Here, in a spartan office with a staff of three, Vai Harris is picking over the bank statements of a Samoan couple. She's noticed a discrepancy in a finance company's interest charges and she's blown the whistle on the husband making contributions to his pitifully small KiwiSaver account - "it's no use putting money into KiwiSaver when the bills are overdue", she explains.
The couple have run up some nasty debts to the operators of trucks that cruise the streets of South Auckland offering goods on instant credit. The goods - and the money they'll lend you to buy them - are extortionately priced and if customers fall behind on the payments, penalty interest soon has them in a morass of debt.
"They really target Pacific Island people because they think it's okay," says Harris. "It's not okay."
The trackpants the wife paid $90 for cost $20 at a discount store and $2 at an op shop. "You have to live within your means," Harris tells her. "The trucks won't put a roof over your head when you can't pay your rent."
There are 900 clients on Harris' books. She set up shop to work with Pacific clients only, but need creates a multi-ethnic client base now and many of them have no choice but to use the door-to-door salesmen and their instant credit.
"It's the only way they can survive, because after paying the rent - it's about $450 for a three-bedroom in Mangere - there's hardly any money left."
I've come to see Harris to gauge the possible impact of the low- and no-interest loan schemes announced by Social Development Minister Paula Bennett last week. The schemes, to be piloted in Manukau and Henderson, will provide "Step-Up" loans of up to $5000 at 6.99 per cent for up to three years and no-interest loans of up to $1000 over 18 months.
It's an appealing prospect when unscrupulous lenders' rates start at 30 per cent. The Government refuses to enforce limits - the argument seems to be that the maximum will become the default - though changes to consumer finance laws require greater disclosure and put the onus on lenders to be sure a loan will not cause financial hardship.

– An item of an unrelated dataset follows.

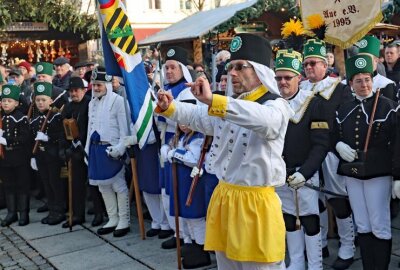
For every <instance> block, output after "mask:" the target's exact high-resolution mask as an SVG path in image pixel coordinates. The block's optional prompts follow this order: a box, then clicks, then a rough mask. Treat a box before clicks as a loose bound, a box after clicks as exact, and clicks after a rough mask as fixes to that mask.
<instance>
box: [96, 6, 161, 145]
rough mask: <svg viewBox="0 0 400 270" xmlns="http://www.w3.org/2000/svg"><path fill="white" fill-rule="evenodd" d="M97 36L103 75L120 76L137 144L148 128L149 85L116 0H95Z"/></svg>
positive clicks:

Perhaps predictably, Harris is sceptical about the new plan which, she tells me, patches up an edge of the problem and is, in any case, not new. Budgeting services have organised similar schemes through Kiwibank since 2011. What is more, the new scheme is only for people who are not already in debt - for example, to buy a car so they can get to a job.
In that sense, it is a different "product" - to use the finance-biz vocabulary - though it will do nothing for families already mired in debt to backstreet usurers.

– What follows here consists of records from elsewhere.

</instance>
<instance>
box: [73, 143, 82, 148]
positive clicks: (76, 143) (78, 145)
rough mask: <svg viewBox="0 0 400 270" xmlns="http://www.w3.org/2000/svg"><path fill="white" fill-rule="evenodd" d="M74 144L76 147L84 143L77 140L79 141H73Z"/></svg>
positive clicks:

Over at the Salvation Army's South Auckland Community Ministries office near Manukau City, they're still getting their heads around the detail of the new scheme, which they alone will administer. The programme is designed "to help those who are trying to get ahead", budget adviser Yvonne Challis tells me, "but most who arrive here are in terrible trouble".

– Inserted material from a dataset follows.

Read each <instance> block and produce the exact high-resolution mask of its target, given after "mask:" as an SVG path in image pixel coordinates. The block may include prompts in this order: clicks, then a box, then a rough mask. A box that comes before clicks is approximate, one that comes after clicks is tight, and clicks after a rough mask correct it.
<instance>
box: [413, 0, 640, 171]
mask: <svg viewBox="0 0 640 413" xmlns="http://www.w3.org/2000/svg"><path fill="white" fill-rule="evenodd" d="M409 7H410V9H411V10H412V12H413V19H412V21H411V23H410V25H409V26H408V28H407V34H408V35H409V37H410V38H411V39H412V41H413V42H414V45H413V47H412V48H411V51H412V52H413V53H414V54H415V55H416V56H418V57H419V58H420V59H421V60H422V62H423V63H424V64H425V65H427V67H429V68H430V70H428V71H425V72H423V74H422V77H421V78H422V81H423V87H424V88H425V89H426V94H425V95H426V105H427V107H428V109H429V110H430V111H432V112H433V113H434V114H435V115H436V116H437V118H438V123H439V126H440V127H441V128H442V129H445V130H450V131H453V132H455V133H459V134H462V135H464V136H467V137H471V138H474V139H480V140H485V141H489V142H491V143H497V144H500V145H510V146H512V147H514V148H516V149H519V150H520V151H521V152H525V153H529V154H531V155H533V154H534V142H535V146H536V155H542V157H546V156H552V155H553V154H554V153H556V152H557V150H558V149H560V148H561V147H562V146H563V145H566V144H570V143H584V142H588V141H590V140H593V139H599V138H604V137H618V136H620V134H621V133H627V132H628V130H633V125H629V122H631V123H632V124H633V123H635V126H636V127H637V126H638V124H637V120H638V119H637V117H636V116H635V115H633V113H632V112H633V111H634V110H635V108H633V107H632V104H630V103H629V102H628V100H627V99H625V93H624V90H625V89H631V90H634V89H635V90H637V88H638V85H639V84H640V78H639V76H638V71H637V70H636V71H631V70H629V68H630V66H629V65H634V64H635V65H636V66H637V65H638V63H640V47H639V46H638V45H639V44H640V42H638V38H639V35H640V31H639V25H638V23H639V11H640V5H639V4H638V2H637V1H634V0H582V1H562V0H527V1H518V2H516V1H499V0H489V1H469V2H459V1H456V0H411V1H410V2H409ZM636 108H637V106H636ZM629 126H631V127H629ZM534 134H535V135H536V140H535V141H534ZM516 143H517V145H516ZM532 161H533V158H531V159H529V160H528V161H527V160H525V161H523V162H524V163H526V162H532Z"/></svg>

"It's a good programme," service manager Ross Richards allows, "and we'll take it and run with it. We'll do anything we can for our people."
He's too polite to do more than smile when I wonder whether the timing of the announcement suggests that the poor make great campaign material. But back in Mangere, Vai Harris is not.
"The minimum wage is not good enough. If they lifted the wages up, I think people would be able to survive. But the poor are getting poorer and the rich are getting richer all the time.
"That's what I wanted to ask Paula Bennett at the announcement last week, but she said 'We're having a cup of tea now'."